Despite a year of headlines about record fines for operators, the UK Gambling Commission has reported a bumper year for the casino industry.

As a nation, the British are known as big fans of card games including bridge, the nation’s favorite, but also games such as blackjack and baccarat. Gambling on the whole is popular in the UK, from placing bets on the Grand National to playing roulette.

It therefore comes as no surprise that, according to the UK Gambling Commission, the nation’s casino and gaming industry is doing very well.

£14bn in revenue

In the latest figures released by the UK Gambling Commission, the gaming industry is said to have generated £14bn over the last year across all sectors. These figures include income generated by casinos and online gaming companies.

The online gambling sector in particular is thriving in the UK, with gamers often being tempted by the prospect of free incentives and sign-up bonuses. According to this latest round of statistics, the gross gambling yield amounted to £13.9bn between October 2016 and September 2017.

This represents a 0.7% increase on the previous year’s figures, which is a promising sign for the industry on the whole. The announcement may in some parts come as a surprise after a number of large operators such as Betfred announced a fall in year-on-year profits earlier this year.

It would appear that there has been an increase in lower-value gaming that has compensated for this fall in high-end profits, which could give scope for a big increase in revenue should venues find a way to bring back the big-spending clients while holding on to everyday punters.

There is, however, a potential tax increase on the horizon, with news of the UK Gambling Commission’s licensees having to pay an increased rate on online revenue that may rise to 25% from 15%. The hike could be announced during the Chancellor’s budget on 29 October.

Contribution to the economy

The industry makes a significant contribution to the country’s economy as a whole. There are an estimated 100,000 gaming-related jobs in Britain. There are 152 casinos across the nation and 8,500 betting shops, numbers that remain high despite the general shift towards online forms of gaming and stricter rules on fixed odds betting terminals.

As it stands, there are 183,928 gaming machines in operation and 33,648 B2 machines. They generate an impressive £2.8bn and £1.8bn of revenue respectively on an annual basis.

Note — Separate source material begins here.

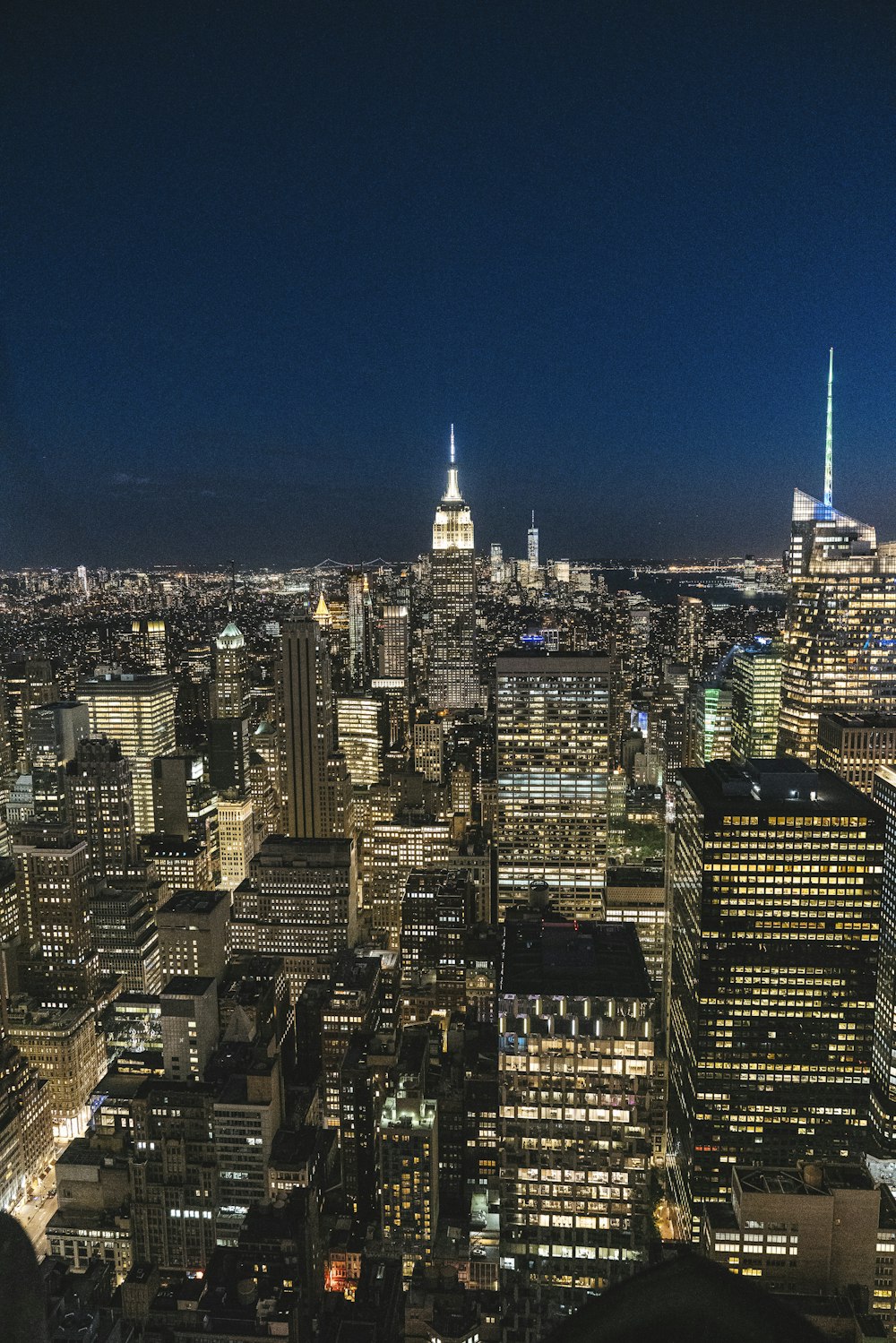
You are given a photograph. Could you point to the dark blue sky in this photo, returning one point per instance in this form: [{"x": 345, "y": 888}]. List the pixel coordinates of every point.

The industry also benefits a number of charitable organizations. One of the biggest gaming operators in the country is the National Lottery, which contributed £1.5bn to good causes in the 12 months to September 2017.

During the same period of time, other society lotteries generated a further £251m for other worthy causes.

However, legislative changes are due to be introduced to regulate the amount that can be spent on fixed odds betting terminals. The limit was reduced earlier this year from £100 to just £2. Figures for the next financial year could see a drop in the amount of money generated by such terminals as a result.

The delay in implementing the cap has been criticized by gambling addiction campaigners, but it is likely to have positively impacted revenue figures for this year.

Online casinos growing

A large amount of the industry’s success in the country can be attributed to the growth in the online gaming market. Online betting, casinos, and bingo together make up 35% of the market in the UK now. That is a 1% increase compared to the previous financial year ending in March 2017.

Online casinos are proving particularly popular, especially those that combine land-based elements such as roulette, baccarat and blackjack, including a live host who deals via live stream.

The total gross gambling yield for remote gambling was £4.9bn for the period October 2016 to September 2017. The Gambling Commission is set to publish another set of figures next month that will confirm if this trend is continuing or if it was a momentary boost in the sector.

The commission is set to introduce new rules to regulate the online gambling market on 31 October, which could affect the sector in the short term. It will be worth keeping an eye on the figures that will be released in coming months to see how revenue is impacted.